Prep time: 10 minutes
Cooking time: 1 hour 15 mins
- 1/3 cup of brown rice plus 1 1/3 cups of water
- 1 handful of fresh basil leaves
- 2 teaspoons pumpkin seeds
- 2 teaspoons sunflower seeds
- 10 green olives quartered
- 2 tablespoons lemon juice
- 1 red pepper
- 1 teaspoon turmeric
- 1/2 teaspoon cumin
- 1 teaspoon dried mixed herbs
- 1 teaspoon dried chives
- 1 fresh chilli
- Pinch salt and pepper
- Pre heat the oven to 180 degrees
- Add the rice, turmeric, dried herbs, lemon juice, water and salt and pepper to a sauce pan.
- Bring to the boil and simmer covered. Cook the rice for about 35 mins ( until all the water has been absorbed). Do not stir.
- Cut the peppers in half, leaving the stalks attached and cut out all the seeds and white part. Place in an oven proof tray and drizzle with olive oil, salt and pepper.
- Remove the seeds and stalk from the chilli and finely chop
- Quarter the olives
- In a dry frying pan toast the seeds over a medium heat and set to one side.
- When the rice has cooked, remove from the heat and set to one side covered for atleast 15 mins ( the time the peppers are in the oven for).
- Place the peppers in the oven and cook for 15 mins.
- Combine together the chilli, seeds, fresh basil and olives.
- Add to the rice pan and combine.
- Remove the peppers from the oven and fill will the rice mixture. Use a spoon to press down and make sure it is completely filled.

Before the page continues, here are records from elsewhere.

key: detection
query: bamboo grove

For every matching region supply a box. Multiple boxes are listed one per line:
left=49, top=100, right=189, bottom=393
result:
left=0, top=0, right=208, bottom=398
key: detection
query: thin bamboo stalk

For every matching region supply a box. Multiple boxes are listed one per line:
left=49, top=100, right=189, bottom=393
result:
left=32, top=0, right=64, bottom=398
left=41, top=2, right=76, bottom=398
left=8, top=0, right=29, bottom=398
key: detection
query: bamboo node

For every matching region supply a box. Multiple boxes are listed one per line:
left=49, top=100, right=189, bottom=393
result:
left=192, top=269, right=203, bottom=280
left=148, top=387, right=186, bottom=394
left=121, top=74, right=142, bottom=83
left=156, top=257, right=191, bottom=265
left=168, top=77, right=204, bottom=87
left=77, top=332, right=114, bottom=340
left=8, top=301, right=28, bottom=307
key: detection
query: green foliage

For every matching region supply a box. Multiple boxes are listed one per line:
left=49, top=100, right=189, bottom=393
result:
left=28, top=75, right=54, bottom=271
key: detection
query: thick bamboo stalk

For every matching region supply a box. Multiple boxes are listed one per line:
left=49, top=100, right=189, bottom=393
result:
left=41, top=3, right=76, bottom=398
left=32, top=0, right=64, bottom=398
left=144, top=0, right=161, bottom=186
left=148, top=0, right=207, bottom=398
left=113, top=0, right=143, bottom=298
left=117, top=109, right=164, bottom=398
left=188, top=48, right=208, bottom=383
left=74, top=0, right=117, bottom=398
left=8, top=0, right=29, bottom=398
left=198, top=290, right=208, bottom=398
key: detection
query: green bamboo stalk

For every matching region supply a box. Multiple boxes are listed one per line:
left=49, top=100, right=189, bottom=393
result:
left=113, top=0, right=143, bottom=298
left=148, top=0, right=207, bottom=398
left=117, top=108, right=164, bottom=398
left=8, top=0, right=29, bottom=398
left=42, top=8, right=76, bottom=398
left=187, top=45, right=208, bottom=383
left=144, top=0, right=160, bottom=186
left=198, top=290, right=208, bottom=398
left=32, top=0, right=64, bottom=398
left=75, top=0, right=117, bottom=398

- Place back in the oven covered with foil for another 15 mins.
- Serve and enjoy !
These stuffed peppers are a super tasty way of upping your carbohydrate intake on the FODMAP diet. The brown rice is packed with fibre that is great for reducing high cholesterol levels, and for keeping blood sugar levels in check. I love to eat these alongside a tasty FODMAP burger, it is a great change from chips and a bun!